As such, the preparation for Week 10 was a bit of a love-fest between some prominent members of the organization. Coach Mike McDaniel and quarterback Tua Tagovailoa spent Wednesday gushing about each other, presenting a united front of mutual appreciation and optimism that their partnership can lead the franchise to heights unseen in decades.
Tagovailoa, for one, is playing at a level unexpected by most anyone in NFL circles. After wading through the waters of uncertainty and lingering doubt in his first two seasons, Tagovailoa is thriving, leading the league in passer rating (115.9) and yards per attempt (9.2) and ranking third in touchdown-to-interception ratio (15-3).
"Anything that's happening with him isn't a surprise to me," McDaniel said Wednesday. "It would have been a surprise if it hadn't, just because the day-in day-out work that I'm witnessing and the work that his teammates do and how his rapport is with them and all of that. But it doesn't surprise me how he's handled having some success because literally it has no distinction from when we first started working before game one in training camp and OTAs. And that's awesome.
"That's what I would have guessed, but it's been really cool to see. But it's case in point, he knows exactly who he is, he knows exactly what he needs to do to do his portion of his job well, and he's not deviating from that at all. (It is) very, very cool and good to see but not surprising in the least."
McDaniel's confidence in Tagovailoa and enjoyment of his quarterback's success doesn't come without the work the rookie head coach has put in since arriving in Miami. The Dolphins hired him with the hopes he'd transform their offense into something similar to what Kyle Shanahan assembled in San Francisco. Then, Miami general manager Chris Grier went out and acquired a rare weapon for Tagovailoa in Tyreek Hill.

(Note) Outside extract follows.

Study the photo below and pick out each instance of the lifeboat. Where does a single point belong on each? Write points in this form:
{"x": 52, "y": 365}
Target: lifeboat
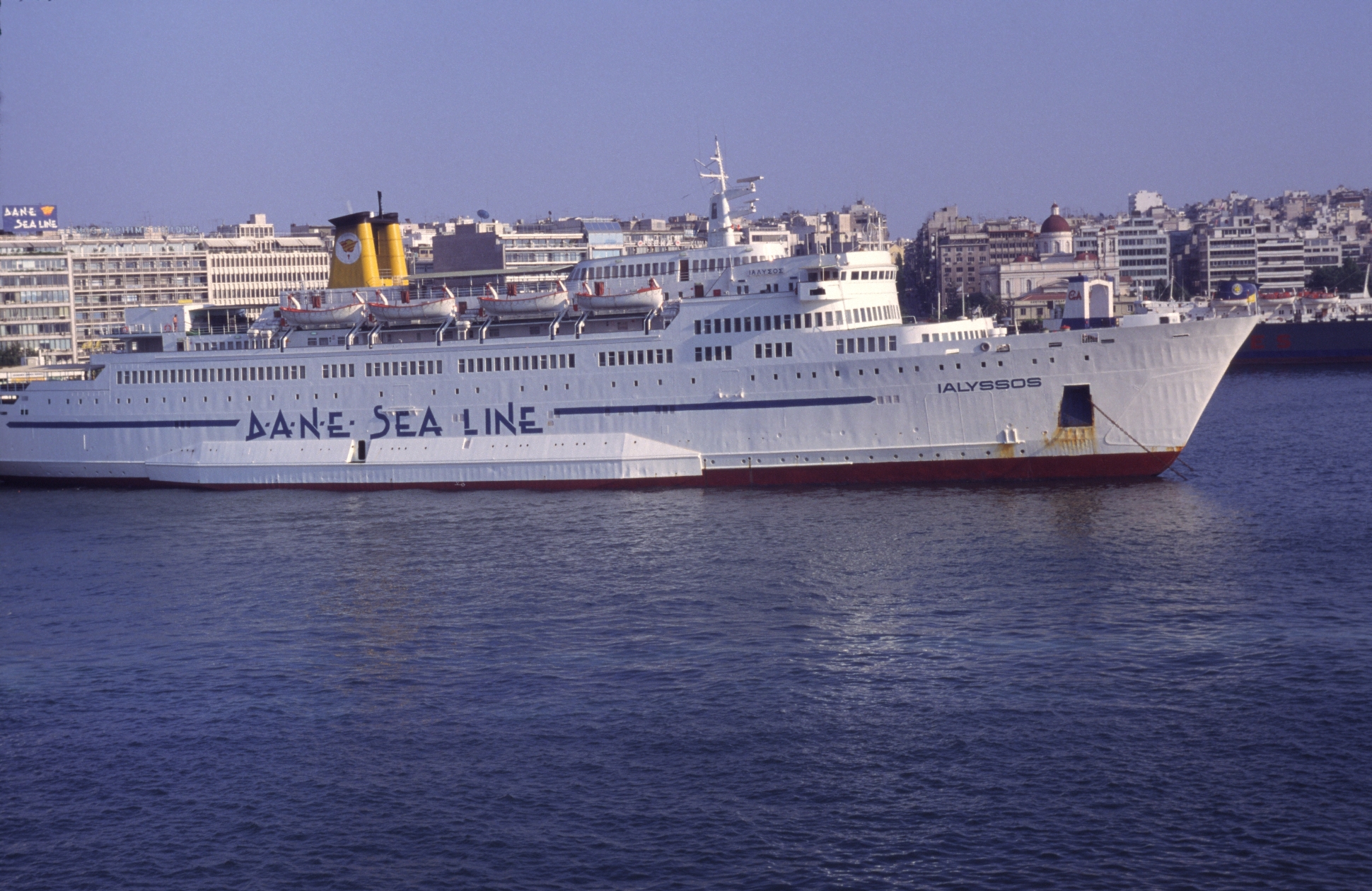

Since then, it's just been about executing. With McDaniel overseeing the entire operation, the Dolphins (6-3) are soaring for the first time in what likely feels like ages to those in Miami and beyond.
McDaniel is still new to his role, but he already has the confidence of his players. It helps when you win, of course, but how McDaniel conducts himself in times of adversity is even more important.
"You kind of see people's true colors of really who they are (in trying times)," Tagovailoa said. "And the guy has been the same person and he's never changed, never gotten mad. Just always what can we work on? Things that we can fix. And then you look at two more times we ended up losing. Same dude. So I would say he's won the trust of me, of the guys in the locker room. And then also, I would say the organization."
With all of this in mind, the Dolphins firmly believe their success is not a fluke. Miami is in the toughest division in the AFC, if not the entire NFL, but the Dolphins like their chances, so much that Tagovailoa isn't shying from talking about Super Bowls.
"It's the confidence and the things that we've seen throughout OTAs and the build-up of that to training camp, being able to kind of build off of that towards the beginning of the season and kind of to where we're at at this point," Tagovailoa explained when asked why he wasn't afraid to aim high. "Like I said, we can always continue to get better with things. But yeah, I mean, why shy away from that? We're not afraid to talk about that here."